Bus stop, merry-go-round, school bag, train car, baby stroller - a certain prop is given meaning in each story, further developing a bizzare situation. The meaning, however, is just temporary and only there to be lost again. The author approaches this technique skillfully but not mechanically. By choice, a momentary meaning does not dissolve into a wider point in which it would exist with its uncertainty, thus creating a more general meaning of the intangible mystical world. On the contrary, the author-narrator, despite sounding flegmatic at times, is very diligent in cutting each "miracle" short in the right moment.

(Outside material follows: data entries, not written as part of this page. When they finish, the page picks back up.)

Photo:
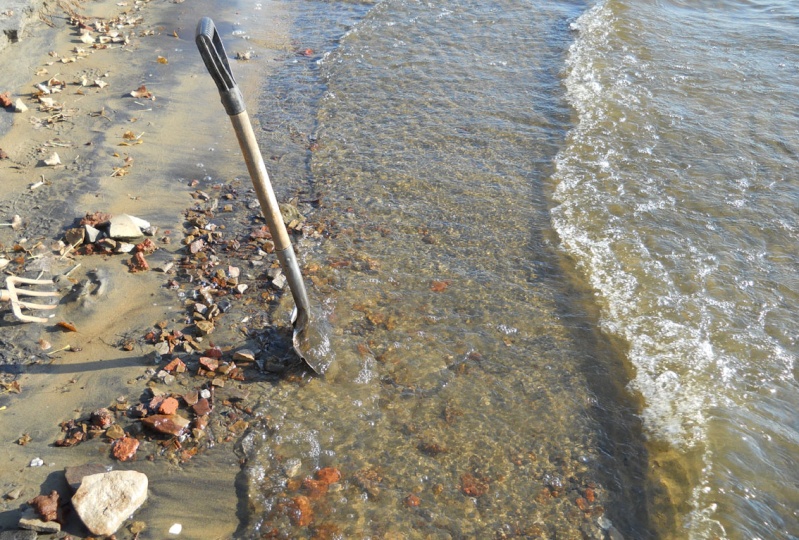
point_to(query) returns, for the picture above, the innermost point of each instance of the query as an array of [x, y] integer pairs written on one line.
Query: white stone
[[123, 227], [91, 234], [104, 501]]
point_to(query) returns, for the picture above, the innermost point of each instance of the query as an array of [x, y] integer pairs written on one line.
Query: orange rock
[[46, 506], [175, 365], [328, 475], [314, 488], [125, 448], [168, 406], [302, 513], [211, 364], [412, 501]]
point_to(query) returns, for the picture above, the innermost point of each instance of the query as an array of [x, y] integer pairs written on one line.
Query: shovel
[[311, 342]]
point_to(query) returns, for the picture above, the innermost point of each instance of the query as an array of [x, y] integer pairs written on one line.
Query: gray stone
[[90, 234], [30, 520], [105, 501], [19, 535], [124, 227]]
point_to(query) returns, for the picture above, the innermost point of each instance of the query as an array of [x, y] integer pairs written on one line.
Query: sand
[[180, 136]]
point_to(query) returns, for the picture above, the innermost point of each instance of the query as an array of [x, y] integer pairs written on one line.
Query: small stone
[[102, 418], [46, 506], [175, 366], [202, 407], [279, 282], [125, 448], [105, 501], [168, 406], [115, 432], [14, 494], [205, 327], [166, 424], [90, 234], [244, 355], [18, 535], [29, 520], [75, 237]]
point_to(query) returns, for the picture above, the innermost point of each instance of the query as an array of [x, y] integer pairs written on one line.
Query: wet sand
[[183, 127], [188, 146]]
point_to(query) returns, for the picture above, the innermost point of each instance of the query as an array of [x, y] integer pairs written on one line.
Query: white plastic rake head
[[12, 294]]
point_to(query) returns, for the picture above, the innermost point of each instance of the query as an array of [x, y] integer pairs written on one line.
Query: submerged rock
[[30, 520], [166, 424], [105, 501]]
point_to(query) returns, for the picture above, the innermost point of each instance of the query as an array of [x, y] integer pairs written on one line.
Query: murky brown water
[[471, 395]]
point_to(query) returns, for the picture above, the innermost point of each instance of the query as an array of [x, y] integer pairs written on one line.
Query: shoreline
[[107, 358]]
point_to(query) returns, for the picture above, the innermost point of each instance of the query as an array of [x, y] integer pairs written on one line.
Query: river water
[[559, 263]]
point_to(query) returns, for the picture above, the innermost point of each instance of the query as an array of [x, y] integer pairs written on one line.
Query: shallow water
[[653, 138]]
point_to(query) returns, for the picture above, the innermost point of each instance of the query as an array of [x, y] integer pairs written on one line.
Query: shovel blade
[[312, 340]]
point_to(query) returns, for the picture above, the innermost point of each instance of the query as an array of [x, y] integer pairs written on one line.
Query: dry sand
[[184, 126]]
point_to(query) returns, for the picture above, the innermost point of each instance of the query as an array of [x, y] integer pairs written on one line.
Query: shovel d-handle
[[213, 54]]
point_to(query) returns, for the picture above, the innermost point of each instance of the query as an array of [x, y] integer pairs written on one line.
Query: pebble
[[18, 535], [29, 520]]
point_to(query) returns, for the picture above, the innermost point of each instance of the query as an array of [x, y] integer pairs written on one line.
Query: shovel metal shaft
[[270, 208]]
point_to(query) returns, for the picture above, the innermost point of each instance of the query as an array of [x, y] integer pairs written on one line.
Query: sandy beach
[[116, 154]]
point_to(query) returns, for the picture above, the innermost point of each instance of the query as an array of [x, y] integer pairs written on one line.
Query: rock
[[125, 448], [104, 501], [90, 234], [124, 227], [75, 237], [205, 327], [176, 365], [211, 364], [14, 494], [244, 355], [166, 424], [74, 475], [102, 418], [115, 432], [46, 506], [202, 407], [168, 406], [18, 535], [279, 282], [30, 520]]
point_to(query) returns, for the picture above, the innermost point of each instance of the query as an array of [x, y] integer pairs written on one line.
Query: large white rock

Milena keeps on riding the merry-go-round, underneath of which people magically disappear, and yet when the merry-go-round gets stuck, Milena simply walks away.

All bizzare situations take place "on the edge" - which is clearly distinguished - because they originate on the rim of the radically opposite, everyday world of "mumbling, repeating, murmuring." This is a unique and compelling quality of Kerata's new prose -- we are looking at a narration about the bizzare from the point of view of a narrator who does not like the bizzare. We talk about fantasy, miracles - the cover of the book mentions nonsense and surreality - and all this represents the kind of writing that nurtures the ability to see "something else" in things. 

At the same time, Na okraji mojej hory presents a fiction that is tired of this kind of fiction, and so it ridicules it, shies away from it, is even terrified by it. One of the forms of fantasizing can be an image of oneself as a leader who demolishes the world around him and makes people vanish. The recursive leader theme of the short stories is connected to the selfishness of the child's perspective, but, at the same it, reflects a political context. 

Different versions of the bizzare become entangled and inter-connected. We can view it as a good literary game, but also as a serious answer to the nature of the miracles in our lives - it is in their nature that they only exist when our own imagination is present, amidst the mumbling and murmuring, and only for a moment. That is why it is important not to overestimate the bizzare, not to build on it, and never use it to explain how the world functions. Which, of course, does not diminish neither its charm, nor its value. Everything positively bizzare one encounters is proof of this. Just like Laco Kerata's most recent book.